厚生労働省は28日、妊婦の血液から胎児の染色体異常を調べる「新出生前診断」の在り方を検討する専門委員会を開いた。出生前診断を巡り、国で本格的な検討が行われるのは約20年ぶり。

適切な実施体制や妊婦への情報提供の在り方などについて議論し、来年の取りまとめを目指す。

ルールに従わずに検査を行う無認定施設への対応や、日本産科婦人科学会がまとめた検査の実施施設を拡充するための新指針の是非が焦点となる。

会合では、日本産科婦人科学会倫理委員会の三上幹男委員長が、新出生前診断を受けた妊婦の半数以上が、無認定施設を受診していたとする調査結果を提出。
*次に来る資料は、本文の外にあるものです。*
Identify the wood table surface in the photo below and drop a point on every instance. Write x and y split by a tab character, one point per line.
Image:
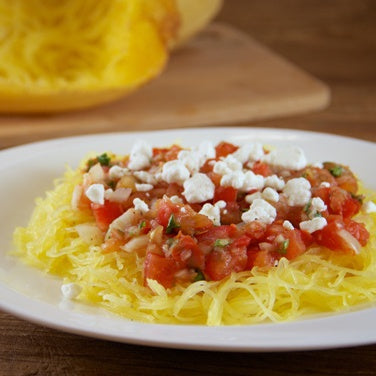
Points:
335	41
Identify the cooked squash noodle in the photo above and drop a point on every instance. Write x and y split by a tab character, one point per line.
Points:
317	281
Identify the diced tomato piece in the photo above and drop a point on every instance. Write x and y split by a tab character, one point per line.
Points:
227	194
261	168
159	268
165	210
194	223
261	259
232	214
332	236
187	253
217	232
174	190
223	149
255	230
358	231
341	202
105	214
296	245
218	265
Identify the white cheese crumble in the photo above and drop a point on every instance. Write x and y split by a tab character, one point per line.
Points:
291	158
70	290
144	187
369	207
145	177
198	188
140	156
274	182
117	172
314	224
175	172
325	184
212	212
176	199
270	194
297	191
95	193
260	210
288	225
249	152
317	206
252	181
140	205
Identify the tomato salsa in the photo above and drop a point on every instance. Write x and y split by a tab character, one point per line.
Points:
203	213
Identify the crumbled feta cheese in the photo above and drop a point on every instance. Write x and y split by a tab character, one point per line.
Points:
212	212
297	191
117	172
140	205
145	177
176	199
76	196
95	193
369	207
143	187
325	184
275	182
270	194
317	165
175	172
221	204
190	160
252	181
291	158
140	156
70	290
260	210
250	198
227	165
249	152
288	225
233	179
198	188
317	206
314	224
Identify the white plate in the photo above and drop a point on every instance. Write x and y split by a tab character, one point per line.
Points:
27	171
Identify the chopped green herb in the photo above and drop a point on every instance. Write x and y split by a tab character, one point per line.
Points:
199	277
222	242
172	225
104	159
307	207
359	198
336	171
284	246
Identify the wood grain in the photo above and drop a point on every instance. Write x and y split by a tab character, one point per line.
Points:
221	76
333	40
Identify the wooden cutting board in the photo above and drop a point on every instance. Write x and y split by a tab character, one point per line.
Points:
222	76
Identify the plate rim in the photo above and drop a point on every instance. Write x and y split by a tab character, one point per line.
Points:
168	343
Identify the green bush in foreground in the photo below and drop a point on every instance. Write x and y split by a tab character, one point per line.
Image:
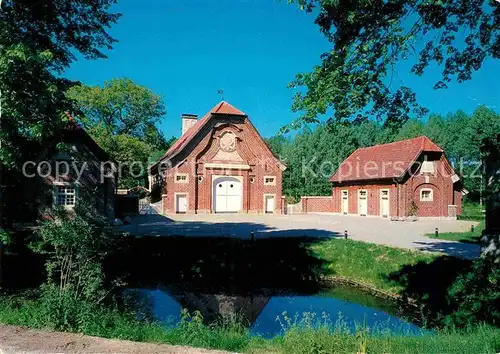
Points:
299	338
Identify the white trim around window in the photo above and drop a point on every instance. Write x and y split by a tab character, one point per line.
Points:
426	195
181	178
65	194
269	180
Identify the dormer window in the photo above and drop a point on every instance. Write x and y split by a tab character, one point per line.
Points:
269	180
181	178
427	166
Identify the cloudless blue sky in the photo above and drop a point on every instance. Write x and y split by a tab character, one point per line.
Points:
187	50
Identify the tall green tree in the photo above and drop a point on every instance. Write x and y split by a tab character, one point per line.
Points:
358	78
38	40
122	117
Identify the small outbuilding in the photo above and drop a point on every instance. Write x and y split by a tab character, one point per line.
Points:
410	177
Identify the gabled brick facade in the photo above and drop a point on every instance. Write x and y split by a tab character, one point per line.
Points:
221	150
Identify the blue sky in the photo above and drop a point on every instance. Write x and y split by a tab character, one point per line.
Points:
187	50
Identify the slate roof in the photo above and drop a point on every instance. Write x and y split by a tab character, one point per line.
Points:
222	108
383	161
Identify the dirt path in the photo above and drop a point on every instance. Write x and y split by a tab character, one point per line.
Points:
14	339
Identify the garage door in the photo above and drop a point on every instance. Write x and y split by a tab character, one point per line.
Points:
227	195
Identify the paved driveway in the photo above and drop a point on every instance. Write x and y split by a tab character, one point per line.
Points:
392	233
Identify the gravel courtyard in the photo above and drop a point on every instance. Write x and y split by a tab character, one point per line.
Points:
376	230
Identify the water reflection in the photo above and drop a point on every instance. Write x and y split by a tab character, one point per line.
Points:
254	280
264	314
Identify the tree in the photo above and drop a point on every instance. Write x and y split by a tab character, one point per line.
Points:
358	78
121	117
39	39
122	106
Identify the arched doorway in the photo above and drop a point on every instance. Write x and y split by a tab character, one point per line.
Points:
227	192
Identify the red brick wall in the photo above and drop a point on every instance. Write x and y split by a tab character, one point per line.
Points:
373	193
402	195
317	204
202	149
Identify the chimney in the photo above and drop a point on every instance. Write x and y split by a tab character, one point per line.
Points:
188	120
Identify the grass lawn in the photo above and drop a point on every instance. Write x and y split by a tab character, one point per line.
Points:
368	263
234	337
468	237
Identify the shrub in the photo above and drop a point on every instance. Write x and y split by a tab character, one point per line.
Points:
74	291
477	295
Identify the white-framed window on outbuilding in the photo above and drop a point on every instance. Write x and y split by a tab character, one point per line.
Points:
269	180
65	195
426	195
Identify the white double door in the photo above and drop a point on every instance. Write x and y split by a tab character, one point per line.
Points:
363	202
227	193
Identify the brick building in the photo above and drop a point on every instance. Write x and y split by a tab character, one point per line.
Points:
220	164
396	180
78	173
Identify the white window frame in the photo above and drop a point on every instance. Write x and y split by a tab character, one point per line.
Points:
55	200
431	195
382	200
272	183
181	175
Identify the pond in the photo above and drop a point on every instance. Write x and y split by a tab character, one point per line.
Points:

こうした施設に妊婦が行かずに済むようにするための対応策として学会がまとめた新指針を説明し、「適切な体制を妊婦に提供したい」と理解を求めた。

委員からは「無認定施設に関する罰則が必要ではないか」との声や「妊婦への相談支援体制やカウンセリングの在り方を考えるべきだ」といった意見が出た。

新出生前診断は2013年に臨床研究として開始。関連学会は、専門家による遺伝カウンセリングを行う体制が整った病院でのみ実施を認めてきた。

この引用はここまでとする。